A user using v11.2.0 of the fixture, using remap_restarts.py reported a problem which I was able to replicate. He had regridded restarts from merra2. He was using said restarts for an experiment and the model was failing when it got to the catchment restart. I dig some digging, and tried to regrid my own set of restarts from merra2 with this version of the fixture and there is a problem. The merra2 restarts are binary and each variable gets written to a record of the Fortran binary. Using this code /home/atrayano/bin/tell_rec you can see the number of records in a file. The merra2 restarts in archive have 57 records in the catchment restarts So one would expect an output file with probably 57 records. But when I regrid from merra2 to say c90, 360x180 data Ocean, using the "newland" here is what my catchment restart has:

catch_internal_rst.20180101_21z.nc4: Record 1: 294720034 words

one record, not 57! Something has just gone wrong.

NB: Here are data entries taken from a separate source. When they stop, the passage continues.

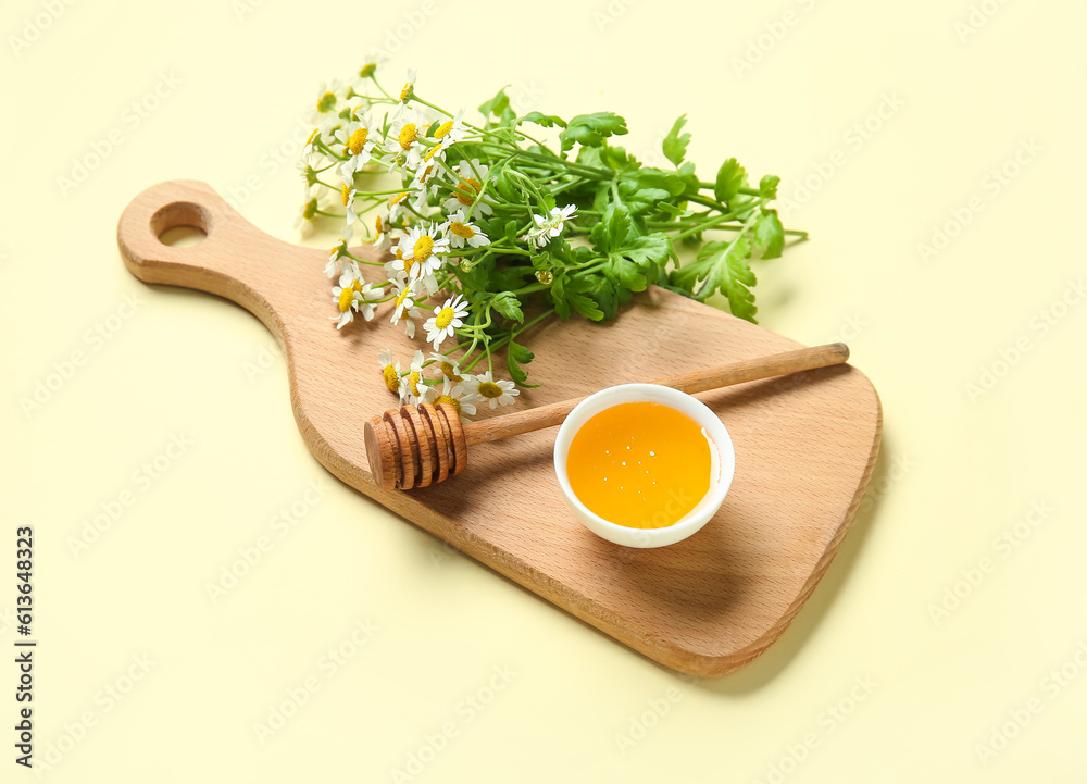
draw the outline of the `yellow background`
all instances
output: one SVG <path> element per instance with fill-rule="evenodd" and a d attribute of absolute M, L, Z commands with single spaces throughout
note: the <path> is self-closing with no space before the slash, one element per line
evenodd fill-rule
<path fill-rule="evenodd" d="M 1087 775 L 1082 4 L 9 0 L 2 15 L 0 644 L 32 524 L 42 777 L 379 782 L 412 755 L 413 781 Z M 749 667 L 679 679 L 332 480 L 264 327 L 125 271 L 116 219 L 163 179 L 207 181 L 292 239 L 300 119 L 374 48 L 396 49 L 387 82 L 417 66 L 447 105 L 509 83 L 523 111 L 613 110 L 642 158 L 687 112 L 703 178 L 730 155 L 782 176 L 787 225 L 812 240 L 757 265 L 761 323 L 847 339 L 886 424 L 864 513 Z M 104 160 L 64 188 L 96 145 Z M 937 229 L 954 236 L 932 254 Z M 29 781 L 14 665 L 0 673 L 0 777 Z M 980 754 L 994 733 L 1004 747 Z"/>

Now it looks like remap_restart.py was changed and it now converts the restart to netcdf before regridding. I tried v11.4.0 of the fixture which is now producing netcdf restarts even from merra2, and the catchment restart you get is fine. The model is happy, it has the right number of variables.

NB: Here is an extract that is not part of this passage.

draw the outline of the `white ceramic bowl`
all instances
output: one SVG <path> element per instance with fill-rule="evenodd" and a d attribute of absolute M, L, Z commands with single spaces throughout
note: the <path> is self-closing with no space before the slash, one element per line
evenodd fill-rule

So something is wrong with regridding the catchment restart when it is binary.

The question, is it worth doing anything, or just say if you want merra2, get a recent enough version of the model that you get the netcdf restarts even for merra2?

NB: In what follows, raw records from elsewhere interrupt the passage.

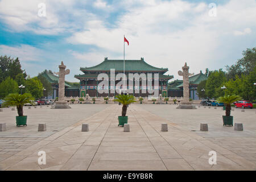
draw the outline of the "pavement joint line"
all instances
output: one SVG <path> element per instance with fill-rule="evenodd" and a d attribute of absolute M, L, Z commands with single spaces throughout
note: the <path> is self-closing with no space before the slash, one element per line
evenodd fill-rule
<path fill-rule="evenodd" d="M 131 113 L 133 113 L 133 111 L 131 111 Z M 168 168 L 166 167 L 166 164 L 164 164 L 164 163 L 163 162 L 162 159 L 161 158 L 161 156 L 160 156 L 159 154 L 158 154 L 156 149 L 155 148 L 155 146 L 154 146 L 153 143 L 152 143 L 152 142 L 150 140 L 150 139 L 149 139 L 148 136 L 147 136 L 147 134 L 146 133 L 145 131 L 144 130 L 143 128 L 142 127 L 142 126 L 141 126 L 140 122 L 138 121 L 137 118 L 136 117 L 135 114 L 133 114 L 134 115 L 134 118 L 135 118 L 137 122 L 138 123 L 138 124 L 139 125 L 139 126 L 141 126 L 141 129 L 142 129 L 142 130 L 143 131 L 144 133 L 145 134 L 146 136 L 147 136 L 147 139 L 148 139 L 149 142 L 150 142 L 150 143 L 151 144 L 152 146 L 153 147 L 154 149 L 155 150 L 155 152 L 156 152 L 156 154 L 158 154 L 160 159 L 161 160 L 162 162 L 163 163 L 163 164 L 164 165 L 164 167 L 166 167 L 166 169 L 167 171 L 168 171 Z M 148 125 L 148 123 L 146 121 L 146 122 L 147 123 L 147 125 Z M 151 127 L 152 126 L 150 126 Z"/>
<path fill-rule="evenodd" d="M 113 106 L 112 106 L 112 107 L 113 107 Z M 117 113 L 117 110 L 118 110 L 117 109 L 117 110 L 116 110 L 116 111 L 115 111 L 115 113 Z M 109 116 L 109 115 L 110 115 L 110 114 L 111 114 L 111 113 L 109 113 L 109 114 L 108 115 L 108 117 L 107 117 L 106 118 L 108 118 L 108 117 Z M 114 114 L 114 115 L 115 115 L 115 114 Z M 104 121 L 105 121 L 105 119 L 104 119 Z M 100 148 L 100 146 L 101 146 L 101 143 L 102 142 L 102 140 L 103 140 L 103 139 L 104 139 L 105 136 L 106 136 L 106 134 L 107 133 L 107 132 L 108 132 L 108 130 L 109 130 L 109 126 L 111 125 L 111 123 L 112 123 L 112 122 L 110 121 L 110 122 L 109 122 L 109 126 L 108 126 L 108 129 L 106 129 L 106 132 L 105 133 L 104 136 L 102 137 L 102 139 L 101 140 L 101 143 L 100 143 L 100 144 L 98 145 L 98 148 L 97 148 L 96 151 L 95 152 L 94 155 L 93 155 L 93 158 L 92 159 L 92 160 L 91 160 L 91 161 L 90 161 L 90 164 L 88 165 L 88 168 L 87 168 L 87 169 L 86 169 L 86 171 L 88 171 L 89 168 L 90 167 L 90 165 L 92 164 L 92 162 L 93 162 L 93 159 L 94 158 L 95 155 L 96 155 L 97 152 L 98 151 L 98 148 Z"/>
<path fill-rule="evenodd" d="M 147 112 L 149 112 L 149 111 L 147 111 L 146 110 L 145 110 L 145 111 L 147 111 Z M 149 113 L 150 113 L 150 112 L 149 112 Z M 154 114 L 154 115 L 156 115 L 156 116 L 157 116 L 156 115 L 155 115 L 155 114 L 154 114 L 154 113 L 150 113 L 150 114 Z M 144 121 L 146 122 L 147 122 L 147 123 L 148 123 L 147 121 L 146 121 L 146 119 L 142 116 L 142 114 L 138 114 L 138 115 L 141 115 L 141 117 L 144 120 Z M 164 120 L 167 120 L 167 119 L 164 119 L 164 118 L 162 118 L 162 117 L 160 117 L 160 116 L 158 116 L 158 117 L 160 117 L 160 118 L 162 118 L 163 119 L 164 119 Z M 167 123 L 168 123 L 168 122 L 167 122 Z M 191 168 L 192 168 L 192 169 L 193 169 L 195 171 L 196 170 L 191 165 L 191 164 L 189 163 L 189 162 L 188 162 L 187 161 L 187 160 L 184 158 L 184 156 L 181 155 L 181 154 L 180 154 L 180 152 L 179 152 L 179 151 L 177 151 L 177 150 L 174 147 L 174 146 L 172 146 L 171 144 L 171 143 L 170 143 L 166 139 L 165 139 L 165 138 L 164 137 L 163 137 L 163 136 L 162 136 L 162 135 L 158 131 L 157 131 L 154 127 L 152 127 L 150 123 L 148 123 L 148 124 L 152 127 L 152 128 L 153 128 L 154 130 L 155 130 L 155 131 L 156 131 L 160 136 L 161 136 L 161 137 L 162 138 L 163 138 L 164 139 L 164 140 L 166 141 L 166 142 L 167 142 L 169 144 L 170 144 L 170 146 L 171 146 L 173 148 L 174 148 L 174 150 L 177 153 L 177 154 L 179 154 L 179 155 L 180 155 L 181 157 L 182 157 L 182 158 L 188 163 L 188 165 L 189 165 L 190 166 L 190 167 L 191 167 Z M 171 127 L 175 127 L 175 126 L 171 126 Z M 179 130 L 179 129 L 177 129 L 177 130 Z M 182 137 L 181 137 L 181 138 L 182 138 Z M 191 139 L 190 139 L 191 140 Z M 187 143 L 187 142 L 185 142 L 185 143 Z M 183 143 L 184 144 L 184 143 Z M 165 164 L 164 164 L 164 166 L 165 166 Z M 168 168 L 167 168 L 167 170 L 168 170 Z"/>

I leave it for others, just reporting what I see as if this user hit this, maybe others will

biljanaorescanin commented 9 months ago

@weiyuan-jiang or @gmao-rreichle can chime in but I think we wanted to abandon binary catch version as far as support goes. People can still use regrid.pl for those older model restarts.

bena-nasa commented 9 months ago

@biljanaorescanin we do want to abandon binary, couldn't agree more. However, users are still using older tags with this bug. The simplest solution is to just tell users to use a new enough model version to regrid restarts from merra2 (The netcdf restarts from merra2 inputs came in in v11.3.3 of the GEOSgcm fixture) Even if this were fixed, it's not like Scott can change an older release tag anyway so not sure what can be realistically done. In newer tags this is just not an issue since the binary path is no longer exercised

I made this more for reference in case other people hit this so we are aware.

I don't think that there's any real way to fix this that would get into a tag that would matter. Any newer tag just would not exercise the binary code path, so its a non-issue in those.

Or if regrid.pl still works, but if the bug is in the actually catchment regridding code might still be there since they are running the same executables underneath to do the work.

gmao-rreichle commented 9 months ago

We can confirm that starting with GEOSgcm v11.3.3, the associated remap_restarts.py package (from GEOS_Util v2.0.4) should work.
The remap_restarts.py package is buggy for older versions of GEOSgcm (v11.2.0). Users are advised to use GEOSgcm v11.3.3 or later when using remap_restarts.py.